Aggie, perhaps you are not understanding balloon framing. If the studs in a gable end wall run from the floor plate to the top plates, it will be much stronger than platform, where there will be a complete 8' or 9' wall and then a triangle wall nailed on top of it. The walls are generally sheathed before being stood, this takes care of shear forces. Platform framing is faster and uses much shorter lengths of wood. However, it seems to me that a balloon framed house, with proper firestop backing and adequate metal hangers would be structurally more sound. Framed on and off for years, read lots of books, new and old, am not an expert or engineer, just my opinion.


----------



## woodshop (May 26, 2006)

clearance said:


> However, it seems to me that a balloon framed house, with proper firestop backing and adequate metal hangers would be structurally more sound.

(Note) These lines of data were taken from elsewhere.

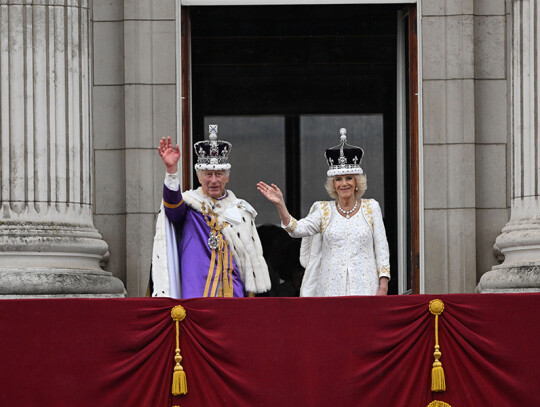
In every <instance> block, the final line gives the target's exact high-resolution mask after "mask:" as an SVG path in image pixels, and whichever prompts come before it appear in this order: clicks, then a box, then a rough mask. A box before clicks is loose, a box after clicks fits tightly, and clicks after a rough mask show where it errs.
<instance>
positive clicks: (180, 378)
mask: <svg viewBox="0 0 540 407" xmlns="http://www.w3.org/2000/svg"><path fill="white" fill-rule="evenodd" d="M171 317H172V319H173V321H175V322H176V350H175V352H176V354H175V355H174V361H175V362H176V365H175V366H174V371H173V382H172V394H173V396H180V395H182V394H187V379H186V372H184V368H183V367H182V365H181V364H180V362H181V361H182V356H180V321H182V320H183V319H184V318H185V317H186V310H185V309H184V307H182V306H181V305H177V306H176V307H173V309H172V310H171Z"/></svg>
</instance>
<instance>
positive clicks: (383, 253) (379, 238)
mask: <svg viewBox="0 0 540 407" xmlns="http://www.w3.org/2000/svg"><path fill="white" fill-rule="evenodd" d="M371 206H372V210H373V246H374V248H375V259H376V262H377V273H378V274H379V277H388V278H390V252H389V250H388V240H387V239H386V230H385V228H384V222H383V219H382V212H381V207H380V205H379V203H378V202H377V201H376V200H374V199H371Z"/></svg>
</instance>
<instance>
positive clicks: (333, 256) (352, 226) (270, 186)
mask: <svg viewBox="0 0 540 407" xmlns="http://www.w3.org/2000/svg"><path fill="white" fill-rule="evenodd" d="M340 132H341V143H340V144H339V145H338V146H335V147H332V148H329V149H327V150H326V159H327V162H328V165H329V169H328V172H327V176H328V178H327V181H326V185H325V187H326V190H327V192H328V194H329V195H330V197H331V198H333V199H334V201H319V202H315V203H314V204H313V206H312V207H311V210H310V213H309V215H308V216H307V217H305V218H304V219H301V220H296V219H294V218H293V217H292V216H291V215H290V214H289V211H288V210H287V207H286V206H285V201H284V199H283V194H282V193H281V190H280V189H279V188H278V187H277V186H276V185H274V184H271V185H268V184H266V183H264V182H262V181H261V182H259V183H258V184H257V188H258V189H259V191H260V192H261V193H262V194H263V195H264V196H265V197H266V198H267V199H268V200H269V201H270V202H272V203H274V204H275V205H276V208H277V210H278V213H279V216H280V218H281V223H282V227H283V228H284V229H285V230H286V231H287V232H288V233H289V235H291V236H292V237H295V238H299V237H301V238H303V239H302V248H301V253H300V262H301V263H302V265H303V266H304V267H305V268H306V271H305V274H304V278H303V280H302V287H301V289H300V296H302V297H324V296H343V295H386V294H387V292H388V281H389V279H390V262H389V251H388V242H387V240H386V232H385V228H384V223H383V219H382V213H381V208H380V206H379V203H378V202H377V201H375V200H374V199H363V198H362V196H363V195H364V192H365V191H366V189H367V182H366V176H365V175H364V174H363V171H362V168H361V167H360V162H361V160H362V156H363V150H362V149H361V148H359V147H355V146H351V145H349V144H347V137H346V130H345V129H341V130H340Z"/></svg>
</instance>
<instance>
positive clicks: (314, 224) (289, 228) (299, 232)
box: [281, 202, 322, 237]
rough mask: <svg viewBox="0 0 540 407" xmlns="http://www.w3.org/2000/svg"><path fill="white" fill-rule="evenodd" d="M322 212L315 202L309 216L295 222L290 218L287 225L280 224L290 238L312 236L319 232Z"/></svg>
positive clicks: (318, 203) (320, 209)
mask: <svg viewBox="0 0 540 407" xmlns="http://www.w3.org/2000/svg"><path fill="white" fill-rule="evenodd" d="M321 220H322V211H321V209H320V205H319V203H318V202H315V203H314V204H313V205H312V206H311V209H310V212H309V215H308V216H306V217H305V218H303V219H300V220H296V219H295V218H293V217H292V216H291V220H290V221H289V224H288V225H284V224H283V223H281V227H282V228H283V229H285V230H286V231H287V233H288V234H289V235H290V236H291V237H306V236H312V235H315V234H317V233H320V232H321Z"/></svg>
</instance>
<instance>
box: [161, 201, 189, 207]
mask: <svg viewBox="0 0 540 407" xmlns="http://www.w3.org/2000/svg"><path fill="white" fill-rule="evenodd" d="M183 203H184V200H183V199H182V200H181V201H180V202H178V203H177V204H170V203H167V202H165V201H163V206H165V207H167V208H169V209H174V208H178V207H179V206H180V205H182V204H183Z"/></svg>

From what I've read about this, I agree. Also, a balloon framed house is supposed to be able to "sway with less damage" in a hurricane or earthquake easier than a platform frame. Although my balloon framed 100 year old house uses wooden hangers, and not metal ones where the joists attach to the long studs running 25 ft from my cellar to my attic. One REAL nice advantage with balloon framing, is running cable TV coax, Cat5 computer cable and phone lines. When we first bought the house, and before we had insulation blown into the outside walls, I took advantage of those long open access ways from utilities in basement to any part of house. Sure made things easier.


----------



## aggiewoodbutchr (May 29, 2006)

clearance said:


> Aggie, perhaps you are not understanding balloon framing. If the studs in a gable end wall run from the floor plate to the top plates, it will be much stronger than platform, where there will be a complete 8' or 9' wall and then a triangle wall nailed on top of it. The walls are generally sheathed before being stood, this takes care of shear forces. Platform framing is faster and uses much shorter lengths of wood. However, it seems to me that a balloon framed house, with proper firestop backing and adequate metal hangers would be structurally more sound. Framed on and off for years, read lots of books, new and old, am not an expert or engineer, just my opinion.

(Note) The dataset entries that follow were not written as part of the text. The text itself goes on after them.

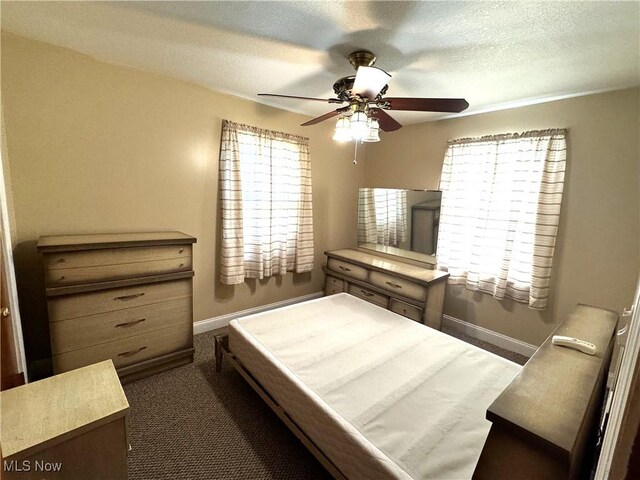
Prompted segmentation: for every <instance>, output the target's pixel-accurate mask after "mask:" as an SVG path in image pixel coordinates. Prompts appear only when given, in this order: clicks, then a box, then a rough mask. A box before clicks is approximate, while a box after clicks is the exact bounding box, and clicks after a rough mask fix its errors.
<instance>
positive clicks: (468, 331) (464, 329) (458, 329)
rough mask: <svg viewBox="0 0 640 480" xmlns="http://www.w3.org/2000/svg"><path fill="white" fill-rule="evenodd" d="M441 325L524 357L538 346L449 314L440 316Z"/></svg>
mask: <svg viewBox="0 0 640 480" xmlns="http://www.w3.org/2000/svg"><path fill="white" fill-rule="evenodd" d="M442 325H443V326H445V327H448V328H451V329H452V330H455V331H457V332H461V333H464V334H465V335H469V336H470V337H473V338H477V339H478V340H482V341H483V342H487V343H490V344H492V345H495V346H497V347H500V348H504V349H505V350H509V351H510V352H515V353H519V354H520V355H524V356H525V357H531V355H533V354H534V353H536V350H538V347H536V346H535V345H531V344H530V343H526V342H522V341H520V340H516V339H515V338H511V337H507V336H506V335H502V334H501V333H497V332H494V331H493V330H488V329H486V328H483V327H479V326H477V325H474V324H472V323H468V322H465V321H464V320H460V319H459V318H455V317H452V316H450V315H443V316H442Z"/></svg>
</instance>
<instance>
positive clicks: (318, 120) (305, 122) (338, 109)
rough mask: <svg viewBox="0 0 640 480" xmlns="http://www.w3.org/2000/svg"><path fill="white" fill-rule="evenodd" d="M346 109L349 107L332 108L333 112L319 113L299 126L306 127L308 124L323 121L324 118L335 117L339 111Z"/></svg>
mask: <svg viewBox="0 0 640 480" xmlns="http://www.w3.org/2000/svg"><path fill="white" fill-rule="evenodd" d="M347 110H349V107H343V108H338V109H337V110H334V111H333V112H329V113H325V114H324V115H320V116H319V117H316V118H313V119H311V120H309V121H308V122H304V123H303V124H301V125H300V126H301V127H308V126H309V125H315V124H316V123H320V122H324V121H325V120H329V119H330V118H333V117H337V116H338V115H340V114H341V113H344V112H346V111H347Z"/></svg>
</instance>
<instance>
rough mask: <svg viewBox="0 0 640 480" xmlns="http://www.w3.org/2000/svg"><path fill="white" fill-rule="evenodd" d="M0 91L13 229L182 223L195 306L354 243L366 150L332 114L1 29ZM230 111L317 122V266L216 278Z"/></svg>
mask: <svg viewBox="0 0 640 480" xmlns="http://www.w3.org/2000/svg"><path fill="white" fill-rule="evenodd" d="M2 102H3V108H4V119H5V123H6V134H7V147H8V154H9V161H10V167H11V168H10V172H11V183H12V189H13V197H14V204H15V205H14V206H15V217H16V226H17V228H16V230H17V231H16V232H15V233H16V237H17V241H18V242H25V241H33V240H36V239H37V238H38V237H39V236H40V235H55V234H73V233H96V232H132V231H158V230H180V231H183V232H185V233H188V234H190V235H193V236H195V237H197V238H198V243H197V244H196V246H195V253H194V261H195V267H194V270H195V272H196V276H195V283H194V287H195V290H194V319H195V320H196V321H197V320H202V319H206V318H211V317H214V316H217V315H221V314H225V313H228V312H234V311H238V310H243V309H246V308H249V307H252V306H256V305H264V304H268V303H272V302H276V301H279V300H283V299H288V298H292V297H297V296H300V295H305V294H309V293H313V292H318V291H320V290H321V288H322V280H323V274H322V271H321V269H320V265H321V264H322V262H323V256H322V253H323V251H324V250H325V249H330V248H338V247H345V246H351V245H354V244H355V236H356V234H355V227H356V199H357V188H358V186H359V185H360V183H361V180H362V175H363V166H362V165H363V163H364V162H361V163H360V164H359V165H357V166H354V165H353V163H352V155H353V150H352V147H349V146H343V145H339V144H337V143H336V142H333V141H331V134H332V131H331V128H332V125H331V122H328V123H324V124H321V125H317V126H313V127H307V128H303V127H300V126H299V124H300V123H302V122H304V121H306V120H308V118H307V117H304V116H302V115H296V114H292V113H288V112H284V111H282V110H278V109H274V108H270V107H266V106H263V105H260V104H257V103H255V102H251V101H247V100H242V99H239V98H236V97H232V96H227V95H222V94H219V93H216V92H213V91H210V90H207V89H205V88H201V87H198V86H195V85H192V84H189V83H185V82H181V81H178V80H173V79H170V78H166V77H162V76H157V75H152V74H149V73H144V72H140V71H137V70H133V69H129V68H124V67H119V66H113V65H109V64H106V63H101V62H98V61H95V60H93V59H92V58H90V57H87V56H84V55H81V54H78V53H74V52H72V51H70V50H67V49H63V48H57V47H52V46H49V45H46V44H43V43H39V42H35V41H32V40H28V39H25V38H21V37H16V36H13V35H9V34H3V36H2ZM222 119H229V120H232V121H235V122H240V123H247V124H250V125H254V126H258V127H261V128H267V129H273V130H280V131H285V132H290V133H294V134H299V135H305V136H309V137H310V139H311V141H310V147H311V160H312V179H313V180H312V181H313V209H314V232H315V233H314V237H315V246H316V268H315V269H314V271H313V272H312V273H311V274H306V275H293V274H288V275H285V276H284V277H282V276H277V277H272V278H270V279H267V280H264V281H259V282H254V281H248V282H246V283H245V284H242V285H239V286H236V287H227V286H223V285H222V284H220V283H219V282H218V275H219V274H218V271H217V269H216V265H217V263H218V262H217V250H216V244H217V239H218V237H219V232H218V230H217V225H218V222H217V218H218V210H217V208H218V155H219V146H220V129H221V121H222Z"/></svg>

I fully understand balloon framing, I just don't agree with sap's assertion that it's commonly used. Small structures, sheds, etc., maybe, but in my experience, it's very uncommon in residential and commercial wood framing. It's all about the bottom line and platform framing uses cheaper material and requires fewer man-hours. If you look into light guage steel framing you will find balloon is much more common but that's another subject. 

The strength of the complete structure depends on many more factors other than balloon vs. platform. There are thousands of variables in a wood framed structure. I don't claim to be an expert either, but I've been in the business so to speak my entire life and I have a degree in construction science (engineering/ construction management). I'm not saying any of these statements are wrong, but I am saying they need to be more specific to be right.


----------